Cyclospora parasite prompts public health investigation in Texas

Texas health officials warn of parasitic outbreak

Dozens Fall Ill in Texas Outbreak: What Is Cyclospora?

At least 56 people in Texas have been sickened by the parasite Cyclospora since May.

A nasty little parasite has reared its ugly head in Texas, prompting a public health investigation.

Past outbreaks in the USA have been associated with consumption of imported fresh produce, including fresh pre-packaged salad mix, raspberries, basil, snow peas, and mesclun greens.

People can become infected with Cyclospora by consuming food or water contaminated with the parasite. Additional symptoms may include loss of appetite, fatigue, weight loss, abdominal cramps, bloating, increased gas, nausea, vomiting and a low fever. Cyclospora generally lives on imported fresh produce, including fresh pre-packaged salad mix, raspberries, basil and snow peas. Health officials have not determined whether that outbreak and the Texas outbreak have a common source.
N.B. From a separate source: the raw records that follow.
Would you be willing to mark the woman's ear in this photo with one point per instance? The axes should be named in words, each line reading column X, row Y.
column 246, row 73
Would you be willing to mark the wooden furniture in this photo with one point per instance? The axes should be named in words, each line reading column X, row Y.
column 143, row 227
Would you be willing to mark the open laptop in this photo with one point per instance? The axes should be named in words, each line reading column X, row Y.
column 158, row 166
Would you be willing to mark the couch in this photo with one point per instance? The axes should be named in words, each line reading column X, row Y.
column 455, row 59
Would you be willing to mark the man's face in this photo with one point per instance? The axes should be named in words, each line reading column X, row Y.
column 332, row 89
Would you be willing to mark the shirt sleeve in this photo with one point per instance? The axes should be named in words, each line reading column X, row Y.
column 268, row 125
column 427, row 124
The symptoms, including diarrhea, can last from a few days to a few months.

Officials say symptoms may come and go multiple times over a period of weeks or months. Doctors don't usually check for this infection; the diagnosis is made by submission of stool specimens for "Ova and Parasite" testing.
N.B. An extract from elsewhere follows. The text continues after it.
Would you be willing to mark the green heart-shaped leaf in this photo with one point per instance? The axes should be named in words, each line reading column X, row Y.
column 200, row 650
People who have symptoms of cyclosporiasis should see their health care provider, the DSHS said in the statement.

Brazos County Health officials confirmed to KBTX on Tuesday that there have not been any reported cases in Brazos County at this time, however they warn this is an active outbreak and contracting it is possible if you are not careful. Patients are also encouraged to rest and take plenty of fluid.